Marlies Carruth, Director, MacArthur Fellows, reflects on the creative impact of broad participation and community on the 40th anniversary of the Fellows program.
As we wind down 2021, looking back crystalizes what is ahead.
As the COVID-19 pandemic continues, innovations in technology and science have enabled us to return to workplaces and schools, sporting and cultural events, convenings and celebrations. These are all steps forward toward a new normal. However, there are other fronts to our battles, as we confront dangerous science skepticism, misinformation, denial about the fragility of our democracy, and an alarming commitment to violently silencing voices of dissent and difference.
Clearly, there is still much work to do to broaden the reach of empathy and regain a sense of our shared humanity.
As 2021 comes to a close, so too does the celebration of the 40th Anniversary of the MacArthur Fellows Program. This year, we supported a multi-site, “city as gallery” exhibition, Toward Common Cause, featuring MacArthur Fellows from all four decades. The exhibition opened in July at its anchor location at the Smart Museum on the University of Chicago campus.
From the original idea of a handful of artists at a handful of locations, the project grew to 29 artists from around the country and 19 venues around Chicago, presenting a plethora of opportunities for engagement and participation across the city.
The exhibition represented a diversity of artists and artistic practices, and their responses to urgent social and environmental concerns. The work illuminated how art engages with other disciplines—economics, climate science, history, anthropology, and more—and how art offers new ways of representing our lives and relationships.
Much of the work of Toward Common Cause was developed from the ground up rather than the top-down, in close collaboration with members of the communities where the work was displayed, meeting audiences where they live and work.
The geographic reach of the exhibition was ambitious from the start. But it soon became clear that the multi-site footprint of the exhibition leveraged a wealth of existing public spaces: traditional museum venues, a library, community cultural anchors, research collectives, and social service organizations.
Installations were reimagined, designed beyond standard exhibition templates, and infused with the character of local settings. We envisioned new possibilities, sidestepped unanticipated challenges, and made new plans.
The project involved both ephemeral experiences and permanent installations. Texts and images created with young people at Centro Romero will live on after the show there has closed. Mel Chin’s Fundred Dollar Bill Project extends into its eleventh year and was embraced by a local after-school program. Kerry James Marshall’s site-specific piece at BBF Family Services is permanent and will delight regulars and visitors with its provocation and beauty. Posters from Rick Lowe’s Black Wall Street Journey circulate throughout the city.
While most of the exhibited works have come down, we are pleased to see engagement continuing with ideas and insights catalyzed by the participating artists.
These project ripples could echo long after the removal of art from the walls of the exhibition venues. In ongoing relationships between artists, between curators and artists, and between community audiences and partners, we see generative and enduring possibilities and the promise of ongoing conversations that will spawn new work and interest and more questions and dialogue.
This was always the point of the initiative.
Experimentation is nothing new to the MacArthur Fellows Program. From the beginning, the Fellows Program was unusual in its bold ambition to identify and reward creativity across all human endeavor. We now work with more nominators, evaluators, and rotating external advisors than in the earliest years of the program. New technologies and process refinements are enabling us to be more participatory—and inclusive—than ever.
We are proud of this participatory chorus. We remain committed to listening to external voices and views in the service of identifying individuals doing pathbreaking work.
The MacArthur Fellows Class of 2021 reflects such broad participation within our decades’ old selection process. The 25 Fellows of this year’s class were chosen for their exceptional creativity and their continued promise of significant impact. Once again, in this year’s class, we celebrate creative risk-takers in visual art, literature, journalism, social science, and STEM fields, such as Safiya Noble, who is highlighting the power structures built into commercial search engines and Trevor Bedford, a computational biologist improving our ability to detect novel viruses and respond to the present and future pandemics.

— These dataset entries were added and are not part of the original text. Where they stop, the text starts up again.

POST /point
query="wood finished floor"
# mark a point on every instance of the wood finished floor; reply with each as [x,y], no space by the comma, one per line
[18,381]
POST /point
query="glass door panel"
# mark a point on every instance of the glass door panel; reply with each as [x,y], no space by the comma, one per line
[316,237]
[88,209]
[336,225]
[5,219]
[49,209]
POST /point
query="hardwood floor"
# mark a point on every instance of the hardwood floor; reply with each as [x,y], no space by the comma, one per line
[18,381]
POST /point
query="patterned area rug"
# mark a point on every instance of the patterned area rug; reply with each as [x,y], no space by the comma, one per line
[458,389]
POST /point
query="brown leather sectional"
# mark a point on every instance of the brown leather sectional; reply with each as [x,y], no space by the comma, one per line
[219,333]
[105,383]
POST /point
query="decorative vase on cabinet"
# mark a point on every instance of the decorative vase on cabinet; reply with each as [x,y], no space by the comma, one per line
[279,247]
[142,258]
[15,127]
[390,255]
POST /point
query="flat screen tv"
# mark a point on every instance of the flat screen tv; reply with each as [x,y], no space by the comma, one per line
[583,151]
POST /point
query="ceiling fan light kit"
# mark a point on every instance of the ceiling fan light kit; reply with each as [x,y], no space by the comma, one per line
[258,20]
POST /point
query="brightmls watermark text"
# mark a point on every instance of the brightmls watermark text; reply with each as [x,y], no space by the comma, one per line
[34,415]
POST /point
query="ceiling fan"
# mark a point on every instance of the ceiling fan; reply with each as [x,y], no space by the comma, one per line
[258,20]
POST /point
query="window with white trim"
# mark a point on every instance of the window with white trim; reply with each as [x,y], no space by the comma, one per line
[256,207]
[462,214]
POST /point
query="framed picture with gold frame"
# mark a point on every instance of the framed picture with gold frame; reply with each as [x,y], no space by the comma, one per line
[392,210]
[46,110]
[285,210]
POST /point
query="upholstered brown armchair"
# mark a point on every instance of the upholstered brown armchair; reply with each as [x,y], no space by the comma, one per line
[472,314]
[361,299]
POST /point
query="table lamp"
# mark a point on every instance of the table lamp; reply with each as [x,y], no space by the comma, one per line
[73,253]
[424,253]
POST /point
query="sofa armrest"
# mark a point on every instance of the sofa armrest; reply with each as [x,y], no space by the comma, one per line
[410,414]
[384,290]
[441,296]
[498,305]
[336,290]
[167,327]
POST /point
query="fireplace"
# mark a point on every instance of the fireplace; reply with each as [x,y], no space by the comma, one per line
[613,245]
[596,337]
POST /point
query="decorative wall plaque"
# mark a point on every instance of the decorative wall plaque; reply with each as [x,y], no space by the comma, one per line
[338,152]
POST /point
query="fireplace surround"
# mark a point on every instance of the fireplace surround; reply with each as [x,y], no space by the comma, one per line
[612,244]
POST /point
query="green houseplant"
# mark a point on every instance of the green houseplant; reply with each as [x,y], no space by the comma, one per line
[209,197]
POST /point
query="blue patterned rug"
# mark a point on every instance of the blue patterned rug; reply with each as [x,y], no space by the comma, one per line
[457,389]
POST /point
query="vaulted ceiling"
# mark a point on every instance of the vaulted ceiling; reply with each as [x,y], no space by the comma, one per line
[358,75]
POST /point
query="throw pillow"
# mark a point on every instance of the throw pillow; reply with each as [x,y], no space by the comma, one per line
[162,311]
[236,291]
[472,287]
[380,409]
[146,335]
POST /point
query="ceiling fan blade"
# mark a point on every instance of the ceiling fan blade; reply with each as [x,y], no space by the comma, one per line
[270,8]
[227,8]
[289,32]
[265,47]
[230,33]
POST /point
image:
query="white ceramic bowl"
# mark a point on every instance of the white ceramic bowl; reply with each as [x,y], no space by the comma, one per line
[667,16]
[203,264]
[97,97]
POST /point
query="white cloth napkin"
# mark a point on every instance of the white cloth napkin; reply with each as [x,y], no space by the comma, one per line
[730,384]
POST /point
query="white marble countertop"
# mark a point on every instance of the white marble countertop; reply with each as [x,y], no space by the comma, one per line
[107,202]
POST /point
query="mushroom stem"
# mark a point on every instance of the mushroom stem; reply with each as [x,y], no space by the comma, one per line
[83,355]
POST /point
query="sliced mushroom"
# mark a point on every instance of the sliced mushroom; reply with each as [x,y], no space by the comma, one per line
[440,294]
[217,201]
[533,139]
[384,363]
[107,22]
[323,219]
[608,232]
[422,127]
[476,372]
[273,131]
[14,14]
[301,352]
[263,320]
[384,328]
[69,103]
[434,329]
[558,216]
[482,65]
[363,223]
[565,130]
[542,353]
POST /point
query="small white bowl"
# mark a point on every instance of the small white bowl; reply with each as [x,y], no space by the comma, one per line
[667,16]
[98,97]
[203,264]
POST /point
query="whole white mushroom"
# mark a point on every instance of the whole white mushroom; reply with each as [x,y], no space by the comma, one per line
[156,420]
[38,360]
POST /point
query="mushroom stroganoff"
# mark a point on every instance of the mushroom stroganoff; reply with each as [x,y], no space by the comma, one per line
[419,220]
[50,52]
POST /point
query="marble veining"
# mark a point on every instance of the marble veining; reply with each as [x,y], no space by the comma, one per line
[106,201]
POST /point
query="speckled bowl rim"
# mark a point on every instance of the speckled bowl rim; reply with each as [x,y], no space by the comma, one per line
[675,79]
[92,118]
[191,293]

As usual, we announced a few firsts this year: the first married couple to each receive a separate Fellowship in the same year, reflecting individual and co-produced work; and the first formerly incarcerated Fellows to receive awards. But these choices also seem more inevitable than groundbreaking. Cristina Ibarra and Alex Rivera are veteran filmmakers with a recent genre-bending film that gives a rare glimpse into the courage of young activists revealing contemporary U.S. immigrant detention practices; Dwayne Betts and Desmond Meade have created dynamic movements to promote the rights and humanity of people with criminal records. All add much needed energy and context to prominent public debates.
On reflection, inclusion and participation can be collaborative pillars that nurture a thriving community, as evident with both the milestone celebration of the 40th anniversary through Toward Common Cause and with the robust award model of the MacArthur Fellows Program.
Such a framework may not always be the most obvious path to follow, but as with these examples, it can provide the most impactful way forward.